Although May employment data showed stronger-than-expected job gains, economists believe the broader economy remains far from full employment and continues to require support from accommodative financial conditions.
CIBC Chief Economist Avery Shenfeld noted that while higher oil prices may temporarily lift core inflation, the increase is unlikely to justify tighter monetary policy in an economy still struggling to regain momentum.
Trade Uncertainty Remains a Major Risk
Another key concern for policymakers is uncertainty surrounding Canada’s trade relationship with the United States.
The United States-Mexico-Canada Agreement (USMCA), which protects most Canadian exports from tariffs, is scheduled for review in July.
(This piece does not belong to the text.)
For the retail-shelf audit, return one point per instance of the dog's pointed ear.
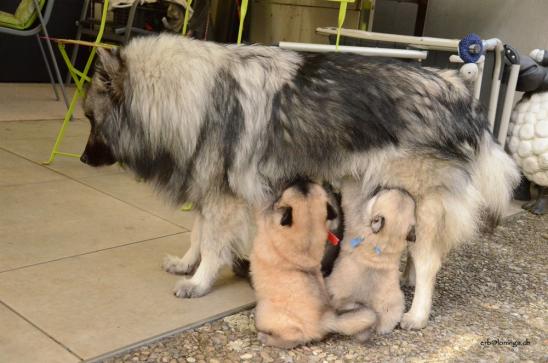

Given Canada’s heavy dependence on U.S. trade, any disruption or uncertainty surrounding the agreement could weigh on business investment and economic growth.
Recent discussions between Canadian and U.S. officials have been described as constructive, but economists remain cautious until greater clarity emerges.
Potential Rate Hikes Shift to 2027
While most economists see no changes this year, expectations begin to diverge further into the future.
More than 40% of survey participants anticipate that the Bank of Canada may begin raising rates in early 2027 if inflation pressures become more persistent.
Some analysts warn that prolonged energy market disruptions could eventually challenge the central bank’s credibility on inflation.
Scotiabank economist René Lalonde noted that if geopolitical tensions persist and inflation expectations become unanchored, policymakers may ultimately need to adopt a more restrictive stance.
Outlook
The Bank of Canada appears poised to look through current energy-driven inflation pressures and maintain its benchmark rate at 2.25% through the remainder of 2026.
With inflation still inside the target range, economic growth remaining fragile, and trade-related uncertainty lingering, policymakers are expected to prioritize economic stability over preemptive tightening.
However, if elevated energy prices persist and inflation becomes more entrenched, discussions about future rate hikes could gain momentum heading into 2027.